I thought of idea of Live Audio Video Protocol (but have not actually written any part of it yet, but have some ideas about it), that you can use Ogg streams and you can initiate with file selection, format/quality negotiation, etc, and then receive the stream but you can also send commands to select a channel or subchannel, pause, seek, request data, rate of keyframes (if the server supports changing this, which it might not), and change other settings.
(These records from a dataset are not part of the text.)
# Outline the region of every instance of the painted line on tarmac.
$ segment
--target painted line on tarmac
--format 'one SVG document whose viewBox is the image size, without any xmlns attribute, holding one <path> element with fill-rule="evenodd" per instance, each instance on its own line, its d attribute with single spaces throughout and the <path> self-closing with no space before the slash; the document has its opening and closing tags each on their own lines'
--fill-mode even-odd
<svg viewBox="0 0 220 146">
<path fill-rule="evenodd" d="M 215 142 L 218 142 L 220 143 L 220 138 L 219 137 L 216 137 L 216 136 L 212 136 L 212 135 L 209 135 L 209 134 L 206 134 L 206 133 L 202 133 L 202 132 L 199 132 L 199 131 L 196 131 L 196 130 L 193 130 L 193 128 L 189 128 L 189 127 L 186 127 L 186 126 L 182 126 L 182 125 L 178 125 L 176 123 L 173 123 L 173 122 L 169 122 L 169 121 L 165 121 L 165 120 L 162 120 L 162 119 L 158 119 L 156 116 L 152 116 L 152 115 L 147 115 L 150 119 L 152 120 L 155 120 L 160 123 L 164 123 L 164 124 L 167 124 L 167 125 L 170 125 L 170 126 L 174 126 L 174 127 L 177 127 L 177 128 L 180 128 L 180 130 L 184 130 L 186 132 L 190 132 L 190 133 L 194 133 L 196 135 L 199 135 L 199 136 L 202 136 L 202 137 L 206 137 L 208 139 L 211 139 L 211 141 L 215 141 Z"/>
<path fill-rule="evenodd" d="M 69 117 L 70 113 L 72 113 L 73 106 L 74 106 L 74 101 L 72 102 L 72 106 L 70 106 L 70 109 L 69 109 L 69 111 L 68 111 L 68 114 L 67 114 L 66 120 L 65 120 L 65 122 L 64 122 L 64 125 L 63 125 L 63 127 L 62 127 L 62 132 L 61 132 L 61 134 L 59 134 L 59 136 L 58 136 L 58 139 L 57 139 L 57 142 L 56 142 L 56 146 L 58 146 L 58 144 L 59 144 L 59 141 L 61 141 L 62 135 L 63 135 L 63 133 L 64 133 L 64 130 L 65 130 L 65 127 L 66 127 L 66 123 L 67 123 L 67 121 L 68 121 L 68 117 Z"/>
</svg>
(Actually, I find a few problems with Ogg, and everything else is too complicated, so I made up something which is slightly more complicated than Ogg but not too much, which is called GLOGG; it is mostly like Ogg, but uses UUIDs to identify codecs, allows identifying how individual streams are related (the relation codes are specific to the codec, and are not defined by the container format; you can also specify if a program that does not understand it should ignore it), and a few other things, but still simple compared to most other container formats.)

And about ad insertion, they do that on television without any problem, so I don't know how that is a problem any differences whether it is a stream or file. (Although sometimes they put stuff within the show itself and damaging the picture, they should not do, but that is only my opinion and is unrelated to the protocols.)